2019-03-19

Comparing Garmin's Training Status And Strava's Fitness & Freshness


There is nothing new about using biometric data to estimate an athlete's level of "fitness." Researchers have been perfecting various measurements of fitness for over forty years. But it wasn't until the advent of the fitness tracker or GPS watch that the underlying equations behind these measurements could be applied to the average weekend warrior. You won't find this data in Samsung Health, and likely not in Apple Health either, because those companies are more interested in producing consumer products for people who like to count steps and receive phone calls through their wrists. The companies that are serious about competitive training, though, do provide us with this data.

Every company that is interested in providing this kind of data to users has their own preferred approach. It is all more or less based on upon the same underlying principles, but it's served up slightly differently. The numbers mean slightly different things, depending on how they've been calculated. For our purposes here, I'll compare Garmin's "Training Status" and Strava's "Fitness & Freshness" measurements.

Both Training Status and Fitness & Freshness are calculated based primarily on moving averages of "Training Load," and both approaches are pretty interesting based on what the teams who designed them wanted to accomplish.

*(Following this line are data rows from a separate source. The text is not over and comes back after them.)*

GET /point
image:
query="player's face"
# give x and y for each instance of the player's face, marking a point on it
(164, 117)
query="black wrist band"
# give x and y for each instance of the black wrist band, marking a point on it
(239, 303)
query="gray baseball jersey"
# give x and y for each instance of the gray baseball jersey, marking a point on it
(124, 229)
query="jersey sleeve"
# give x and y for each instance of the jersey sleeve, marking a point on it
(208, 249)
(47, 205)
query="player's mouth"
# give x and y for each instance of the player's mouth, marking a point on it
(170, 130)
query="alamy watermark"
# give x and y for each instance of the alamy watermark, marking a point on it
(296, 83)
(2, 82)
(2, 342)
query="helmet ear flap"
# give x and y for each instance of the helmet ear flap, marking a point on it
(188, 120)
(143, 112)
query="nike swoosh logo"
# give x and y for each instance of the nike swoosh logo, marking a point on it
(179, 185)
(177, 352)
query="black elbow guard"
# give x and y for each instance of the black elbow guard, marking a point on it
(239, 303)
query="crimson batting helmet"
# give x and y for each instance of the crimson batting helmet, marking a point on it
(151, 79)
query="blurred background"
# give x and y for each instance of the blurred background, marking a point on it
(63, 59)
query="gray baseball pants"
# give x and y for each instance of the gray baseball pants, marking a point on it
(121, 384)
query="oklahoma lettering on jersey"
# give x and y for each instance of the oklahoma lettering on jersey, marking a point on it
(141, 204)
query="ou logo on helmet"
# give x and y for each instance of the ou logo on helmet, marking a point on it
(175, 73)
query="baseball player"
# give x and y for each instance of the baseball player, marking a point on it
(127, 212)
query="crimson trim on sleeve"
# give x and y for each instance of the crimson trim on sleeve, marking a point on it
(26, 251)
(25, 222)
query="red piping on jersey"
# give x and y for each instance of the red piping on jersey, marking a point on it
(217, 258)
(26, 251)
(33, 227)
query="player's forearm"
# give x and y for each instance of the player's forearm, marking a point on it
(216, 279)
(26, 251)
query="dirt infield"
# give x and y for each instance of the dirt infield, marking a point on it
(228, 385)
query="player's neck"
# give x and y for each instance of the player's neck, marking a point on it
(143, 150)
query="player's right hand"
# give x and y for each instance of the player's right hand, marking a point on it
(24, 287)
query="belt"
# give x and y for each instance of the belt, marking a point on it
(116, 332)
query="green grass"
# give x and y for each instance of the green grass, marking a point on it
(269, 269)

To be brief, "training load" is a measurement of how much exercise you've done recently, and how vigorous that exercise has been. "How much" is easy to determine simply by adding up how many hours, minutes, and seconds you've spent exercising over a given calendar period. "How vigorous" is a question that ultimately comes down to a physiologist's preferred measurement of workout intensity. Strava's team prefers to analyze heart rate data during exercise. The higher your heart rate, the harder you're exercising. Garmin's team, by contrast, prefers to measure exercising intensity with a slightly more technical analysis: excess post-exercise oxygen consumption (EPOC). To that end, my guess is that Garmin estimates EPOC by analyzing how long it takes the athlete to recovery from a given exercise session.

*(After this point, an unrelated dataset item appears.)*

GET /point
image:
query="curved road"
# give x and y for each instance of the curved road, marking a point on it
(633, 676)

Both of these measurements have pros and cons. One mark in Strava's favor is the relative simplicity of the calculation. Time + heart rate = load. (That's not the exact calculation, but you get the idea.) But the drawback to a calculation this simple is that anaerobic activity can increase a person's heart rate without doing much in the way of training load for, say, cycling. A competitive cyclist can get her heart rate up during a 30-minute arms workout without impacting her overall "training load" for cycling. In fact, she might go out for a 30-mile ride immediately following the arms workout without feeling too much different than she would have otherwise. By contrast, Garmin's EPOC calculation will capture that level of nuance here. That same cyclist's post-weight-lifting EPOC will be quite short compared to her 30-mile ride, and her Garmin-calculated Training Load will adjust accordingly.

But a mark against Garmin's concept of Training Load is that it fails to account for real-world factors. What I mean is, Garmin can't measure EPOC directly through biometric testing, so they estimate it through heart rate measurements. If I go for a ten-mile run, and then get caught in bad traffic on the drive home, Garmin's calculations will erroneously assume that I'm having a hard time recovering from my run, and my Training Load number will rise. If I take a nap or sit in a hot tub immediately following my run, I'll have a much better EPOC profile, and my Training Load number will fall. So different non-exercise circumstances can impact Garmin's estimate of Training Load even when they probably shouldn't.

To complete things, Garmin outputs a "Training Status," based on a 7-day moving average of Training Load combined with the athlete's VO2 max data. That's not a bad estimate, but there is a problem in that VO2 max is a measurement that doesn't tend to move much. When it does, it moves steadily over time; it doesn't tend to fluctuate a lot over a 7-day period. It likely doesn't change much at all in a week. Some of the underlying data used to estimate VO2 max, however, can change: namely, if you have a birthday this week, your age will change; if your weight tends to fluctuate based on water weight, or diet, or menstruation, or any of the other things that make small impacts to a person's weight, the number you see on the scale will change. These things can have a statistically relevant impact on the output of the VO2 max estimation equation. But remember: it's just an equation. It aims to estimate VO2 max. If your estimate changes by a point here and there, it's unlikely that your VO2 max actually changed. It's far more likely that you had some slight weight fluctuation or something.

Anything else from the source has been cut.